Interpretive Summary: Farmer interest in using treated wastewater (recycled water) as an affordable alternative to freshwater for crop irrigation in California and other semiarid regions is rapidly growing. However, recycled waters contain approximately three times more salts than freshwater leading to a yield reduction of salt-sensitive crops. Several studies have evaluated the application of fertilizers, additional to crop recommendation, to mitigate salinity-triggered mineral imbalance and reduced crop yield. However, studies evaluating the relationship between salinity and deficiency in fertilizers are rare. Increased salinity of soils and recycled irrigation water demand that farmers find crop cultivars that can tolerate moderate to high salinities.

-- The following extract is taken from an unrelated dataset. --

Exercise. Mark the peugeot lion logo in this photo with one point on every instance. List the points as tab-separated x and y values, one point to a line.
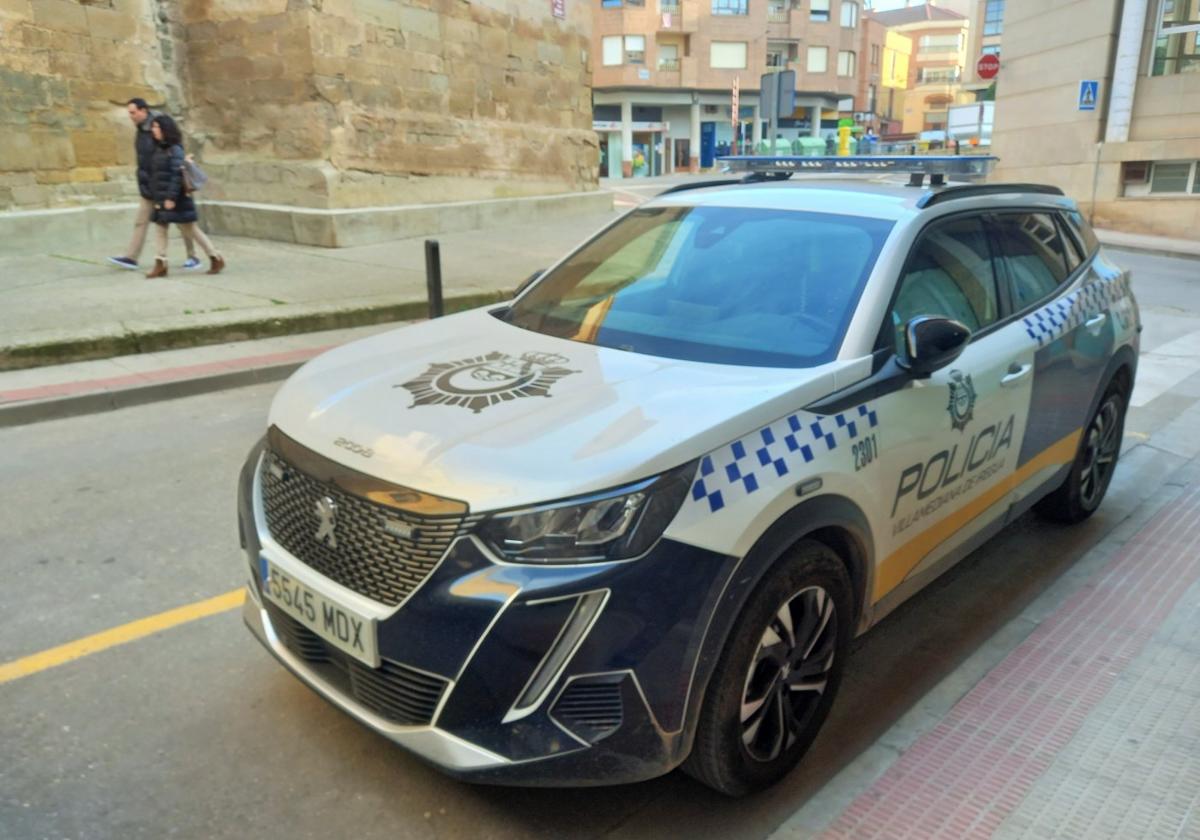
327	516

We evaluated the combination of five levels of water salinity (ranging from low to high) and four levels of K (ranging from deficient to enough) during both germination and vegetative growth of the spinach cultivars Raccoon and Gazelle. The results suggested that moderate salinity levels can benefit the growth of certain spinach cultivars when K is deficient. Spinach plants did not respond to K doses and plants grew well even with deficient K, indicating that spinach requires much less K for growth than previously recommended. Overall, these results are important because they indicate that spinach can be produced with recycled waters of moderate to high salinity without a considerable reduction of shoot yield and any effect in plant appearance. This research is important to spinach growers in areas where saline water is the only option for crop irrigation. California planted 50,800 acres of spinach in 2019 with a crop value of US$388.7 million, representing 75% of the total spinach yield in the US. Our finding that spinach did not respond to K fertilization may allow for a considerably lower potassium input leading not only to economic gains for farmers, but also to a smaller environmental footprint for the commercial production of spinach.

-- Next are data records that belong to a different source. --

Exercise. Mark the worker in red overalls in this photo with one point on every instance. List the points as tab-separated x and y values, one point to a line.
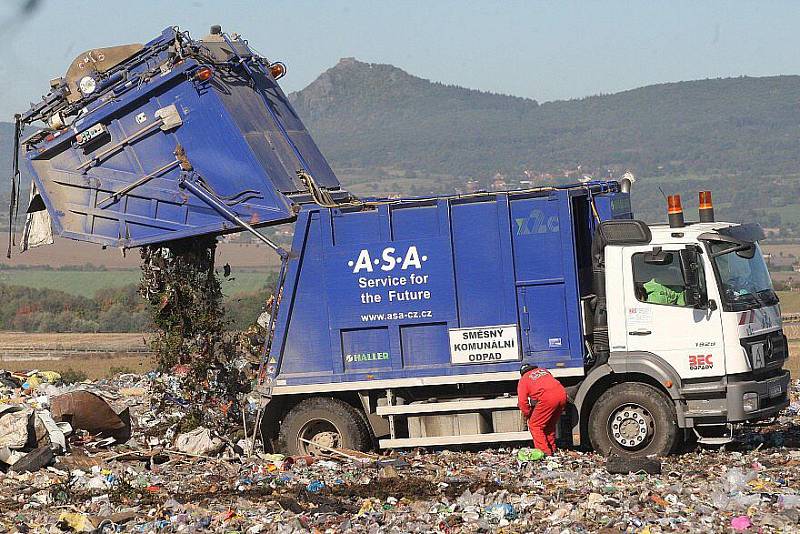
537	387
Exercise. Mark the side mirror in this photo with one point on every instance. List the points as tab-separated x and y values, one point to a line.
695	292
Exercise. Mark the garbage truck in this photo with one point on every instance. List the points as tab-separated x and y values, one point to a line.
403	322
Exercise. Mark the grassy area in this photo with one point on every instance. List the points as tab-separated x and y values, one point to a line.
94	367
86	283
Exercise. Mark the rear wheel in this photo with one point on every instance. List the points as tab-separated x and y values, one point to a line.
317	424
633	420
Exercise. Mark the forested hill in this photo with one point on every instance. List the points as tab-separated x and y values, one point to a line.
367	115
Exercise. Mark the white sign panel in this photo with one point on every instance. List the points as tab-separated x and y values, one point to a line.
485	344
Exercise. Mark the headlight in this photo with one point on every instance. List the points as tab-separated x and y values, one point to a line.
750	402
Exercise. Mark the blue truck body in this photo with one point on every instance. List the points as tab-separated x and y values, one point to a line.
376	293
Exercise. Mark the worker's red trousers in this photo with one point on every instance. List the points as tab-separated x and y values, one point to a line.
544	419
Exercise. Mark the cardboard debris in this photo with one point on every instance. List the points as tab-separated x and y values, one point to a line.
85	410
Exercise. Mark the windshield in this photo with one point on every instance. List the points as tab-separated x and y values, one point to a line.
744	281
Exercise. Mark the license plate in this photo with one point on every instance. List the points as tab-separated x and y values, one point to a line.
758	355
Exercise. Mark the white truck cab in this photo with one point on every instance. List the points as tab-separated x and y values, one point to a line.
695	308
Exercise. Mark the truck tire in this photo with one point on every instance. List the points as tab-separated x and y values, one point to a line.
633	420
329	422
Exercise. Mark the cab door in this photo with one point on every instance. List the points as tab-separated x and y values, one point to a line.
658	318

Technical Abstract: Information is scarce on the interaction of mineral deficiency and salinity. We evaluated two salt-tolerant spinach cultivars under potassium (K) doses (0.07, 0.15, 0.3, and 3.0 mmolc L-1) and saline irrigation (5, 30, 60, 120, and 160 mmolc L-1 NaCl) during germination and growth. There was no interaction between salinity and K. Salinity decreased germination percent (GP), not always significantly, and drastically reduced seedling biomass. ‘Raccoon’ significantly increased GP at 60 mmolc L-1 while ‘Gazelle’ maintained GP up to 60 or 120 mmolc L-1. After 50 days under saline irrigation, shoot biomass increased significantly at 30 and 60 mmolc L-1 at the lowest K dose but, in general, neither salinity nor K dose affected shoot biomass, suggesting that salinity supported plant growth at the most K-deficient dose. Salinity did not affect shoot N, P, or K but significantly reduced Ca, Mg, and S, although plants had no symptoms of salt toxicity or mineral deficiency. Although spinach seedlings are more sensitive to salt stress, plants adjusted to salinity with time. Potassium requirement for spinach growth was less than current crop recommendation, allowing its cultivation with waters of moderate to high salinity without considerable reduction in yield, appearance, or mineral composition.